We can clearly see that the accuracy for both UBCF models using normalized (center & z-score) using pearson distance have nearly same accuracy and hence as shown through the ROC plot it is clear that both models are best models with best accuracy .

Objective (b) Increasing Diversity.

To increase user experience, expand user preferences and also to gather more information about a user, we construct a hybrid model i.e. a mixture of 2 or more models (with high accuracy and low accuracy ) so that the end result is mixture of both and we ddon’t always end up recommending user always a highly rated product as it can create a bias. Thus diveristy is introduced while building hybrid models, in our case we will have(0.99 vs. 0.01 weight between UBCF and Random models) and construct a hybrid model.

model_method <- "UBCF"
model_parameters <- NULL
# Training
modelUBCF <- Recommender(data=getData(eval_sets,"train"), method = model_method,parameter=model_parameters)

predUBCF <- predict(modelUBCF,getData(eval_sets,"known"),type="ratings")


model_method <- "RANDOM"
randomModel <- Recommender(data=getData(eval_sets,"train"), method = model_method,parameter=model_parameters)
predRandom <- predict(randomModel,getData(eval_sets,"known"),type="ratings")


hybridModel <- HybridRecommender(
    modelUBCF, 
    randomModel, 
    weights = c(0.99, 0.01))
predHybrid <- predict(hybridModel, newdata = getData(eval_sets,"known"), type = "ratings")

#Error in UBCF
( accUBCF <- calcPredictionAccuracy(predUBCF, getData(eval_sets,"unknown")) )
##      RMSE       MSE       MAE 
## 0.9277180 0.8606606 0.7110595
# Error in Random
( accRandom <- calcPredictionAccuracy(predRandom, getData(eval_sets,"unknown")) )
##     RMSE      MSE      MAE 
## 1.251103 1.565259 0.958571
#Error in hybrid approach
( accHybrid <- calcPredictionAccuracy(predHybrid, getData(eval_sets,"unknown")) )
##     RMSE      MSE      MAE 
## 1.171745 1.372986 0.822340

We can clearly see that model accuracy in hybrid is not too high like in UBCF neither too low like in Random but is somewhat in middle more titled towards UBCF.But it introduces more slippage in accuracy meaning more random things will be recommened to user.
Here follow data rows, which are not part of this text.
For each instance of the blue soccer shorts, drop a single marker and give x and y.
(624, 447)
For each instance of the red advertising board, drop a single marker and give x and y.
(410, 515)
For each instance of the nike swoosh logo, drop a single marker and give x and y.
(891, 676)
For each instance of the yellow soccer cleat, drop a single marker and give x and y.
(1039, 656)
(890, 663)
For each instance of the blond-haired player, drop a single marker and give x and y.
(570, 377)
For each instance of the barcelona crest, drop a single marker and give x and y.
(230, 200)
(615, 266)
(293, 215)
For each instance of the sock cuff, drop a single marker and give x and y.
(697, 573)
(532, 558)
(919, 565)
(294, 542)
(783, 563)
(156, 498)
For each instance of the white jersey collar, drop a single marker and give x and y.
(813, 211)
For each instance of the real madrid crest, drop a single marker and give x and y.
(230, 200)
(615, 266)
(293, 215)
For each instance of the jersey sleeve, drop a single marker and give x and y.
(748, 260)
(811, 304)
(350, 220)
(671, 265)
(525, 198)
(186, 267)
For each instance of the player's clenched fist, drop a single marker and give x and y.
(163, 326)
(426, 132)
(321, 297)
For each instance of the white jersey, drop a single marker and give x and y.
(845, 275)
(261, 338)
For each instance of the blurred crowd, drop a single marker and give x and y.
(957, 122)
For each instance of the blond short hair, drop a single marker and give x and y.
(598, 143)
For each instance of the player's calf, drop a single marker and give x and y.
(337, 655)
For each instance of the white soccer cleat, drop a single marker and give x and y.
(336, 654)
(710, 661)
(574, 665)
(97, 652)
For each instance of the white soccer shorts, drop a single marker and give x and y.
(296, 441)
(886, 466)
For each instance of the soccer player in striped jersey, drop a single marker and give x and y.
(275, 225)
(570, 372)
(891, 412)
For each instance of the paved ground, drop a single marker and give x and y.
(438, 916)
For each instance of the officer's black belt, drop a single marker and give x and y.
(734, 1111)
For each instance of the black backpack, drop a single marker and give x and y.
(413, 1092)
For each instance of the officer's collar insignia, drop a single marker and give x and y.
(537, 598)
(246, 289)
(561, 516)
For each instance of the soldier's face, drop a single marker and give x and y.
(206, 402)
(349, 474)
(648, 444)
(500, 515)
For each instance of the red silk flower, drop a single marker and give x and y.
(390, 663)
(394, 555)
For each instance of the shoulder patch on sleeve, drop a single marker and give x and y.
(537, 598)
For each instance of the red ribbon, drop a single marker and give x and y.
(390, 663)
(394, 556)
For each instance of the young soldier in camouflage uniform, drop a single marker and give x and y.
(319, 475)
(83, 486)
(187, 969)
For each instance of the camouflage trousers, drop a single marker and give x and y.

Objective (c) online evaluation

Uptil now we have been using offline data and all simulatons and algorithm used were to evaluate offline accuracy.

Offline evaluations :-

Offline evalutaion typically measure the accuracy of a recommender system based on a ground-truth. To measure accuracy, precision at position n () is often used to express how many items of the ground-truth are recommended within the top n recommendations. Other common evaluation metrics include recall, F-measure, mean reciprocal rank (MRR), normalized discounted cumulative gain (nDCG), mean absolute error, and root mean square error. Offline evaluations are also sometimes used to evaluate aspects such as novelty or serendipity of recommendations.

Online Evaluations:-

Online evaluations measure the acceptance rates of recommendations in real-world recommender systems. Acceptance rates are typically measured by click-through rate (CTR), i.e. the ratio of clicked recommendations to displayed recommendations. For instance, if a recommender system displays 10,000 recommendations and 120 are clicked, CTR is 1.2%. Other metrics include the ratio of downloaded or bought items. Acceptance rate is typically interpreted as an implicit measure for user satisfaction. The assumption is that when a user clicks, downloads, or buys a recommended item, the user liked the recommendation.

For online evaluation we can use a database (SPARK or NoSQL) to store the online transactional data and create some kind of computational system to run and update the algorithms in real time, and design a GUI to present the choices and recommendations to the end-user.